We note first that division by zero is not allowed and that for this reason \(2x-1\) may not be equal to zero and that therefore \(x={{1}\over{2}}\) is not a solution.

We now distinguish two cases, namely \(2x-1>0\) and \(2x-1<0\).
In both cases we multiply the inequality on both sides by \(2x-1\) because we then get a linear inequality, for which we know there is a solution method.

Suppose \(2x-1>0\), i.e. \(x> {{1}\over{2}}\). Then we get \(4<-5(2x-1)\).
When we move everything with \(x\) to the left and all constant terms to the right, we get \(10x<1\).
Then, dvision by the coefficient of \(x\)gives \(x < {{1}\over{10}}\).
So we have the following system of inequalities: \(x> {{1}\over{2}}\,\wedge\; x < {{1}\over{10}}\)
and this simplifies to \(\text{an empty solution set}\).
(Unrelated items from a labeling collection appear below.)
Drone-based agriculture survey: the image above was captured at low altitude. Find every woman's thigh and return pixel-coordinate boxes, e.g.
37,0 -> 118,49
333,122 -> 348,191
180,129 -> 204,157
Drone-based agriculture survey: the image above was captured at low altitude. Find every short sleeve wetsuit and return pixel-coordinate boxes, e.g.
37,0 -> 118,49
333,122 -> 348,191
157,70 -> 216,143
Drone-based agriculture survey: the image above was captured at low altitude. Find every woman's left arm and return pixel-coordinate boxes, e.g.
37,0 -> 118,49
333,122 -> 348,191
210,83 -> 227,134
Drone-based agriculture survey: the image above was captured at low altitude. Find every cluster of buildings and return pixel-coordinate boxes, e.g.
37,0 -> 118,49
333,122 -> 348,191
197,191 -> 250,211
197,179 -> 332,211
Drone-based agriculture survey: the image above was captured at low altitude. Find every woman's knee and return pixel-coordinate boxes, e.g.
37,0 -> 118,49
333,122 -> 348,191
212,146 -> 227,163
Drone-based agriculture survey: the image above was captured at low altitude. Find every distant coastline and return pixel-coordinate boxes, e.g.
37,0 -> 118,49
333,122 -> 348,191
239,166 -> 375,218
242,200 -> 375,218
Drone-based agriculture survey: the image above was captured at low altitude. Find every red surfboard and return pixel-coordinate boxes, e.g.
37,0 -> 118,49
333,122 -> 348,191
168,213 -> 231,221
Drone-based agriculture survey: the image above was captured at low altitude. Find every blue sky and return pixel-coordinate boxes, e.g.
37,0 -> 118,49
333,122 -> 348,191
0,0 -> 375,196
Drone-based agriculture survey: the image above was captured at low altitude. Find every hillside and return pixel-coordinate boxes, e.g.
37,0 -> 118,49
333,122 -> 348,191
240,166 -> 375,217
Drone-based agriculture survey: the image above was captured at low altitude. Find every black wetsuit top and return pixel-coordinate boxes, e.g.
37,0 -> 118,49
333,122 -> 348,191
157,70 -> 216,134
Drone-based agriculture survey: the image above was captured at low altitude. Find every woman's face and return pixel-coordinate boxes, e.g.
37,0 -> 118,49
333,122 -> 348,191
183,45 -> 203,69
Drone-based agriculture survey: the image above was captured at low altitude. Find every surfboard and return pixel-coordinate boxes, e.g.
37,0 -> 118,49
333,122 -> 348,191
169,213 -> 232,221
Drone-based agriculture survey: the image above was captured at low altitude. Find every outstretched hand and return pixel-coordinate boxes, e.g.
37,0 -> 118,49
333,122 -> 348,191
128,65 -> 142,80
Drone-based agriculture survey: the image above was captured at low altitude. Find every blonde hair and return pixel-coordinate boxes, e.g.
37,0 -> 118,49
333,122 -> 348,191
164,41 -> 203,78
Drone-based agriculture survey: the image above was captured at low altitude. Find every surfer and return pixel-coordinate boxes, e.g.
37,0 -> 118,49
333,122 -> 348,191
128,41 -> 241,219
Suppose \(2x-1<0\), i.e. \(x< {{1}\over{2}}\). Then we get \(4>-5(2x-1)\).
When we move everything with \(x\) to the left and all constant terms to the right, we get \(10x>1\).
Then, division by the coefficient of \(x\) gives \(x > {{1}\over{10}}\).
So we have the following system of inequalities: \(x< {{1}\over{2}}\,\wedge\; x > {{1}\over{10}}\)
and this simplifies to \({{1}\over{10}}\lt x\lt {{1}\over{2}}\).

The solution of the original inequality is \({{1}\over{10}}\lt x\lt {{1}\over{2}}\).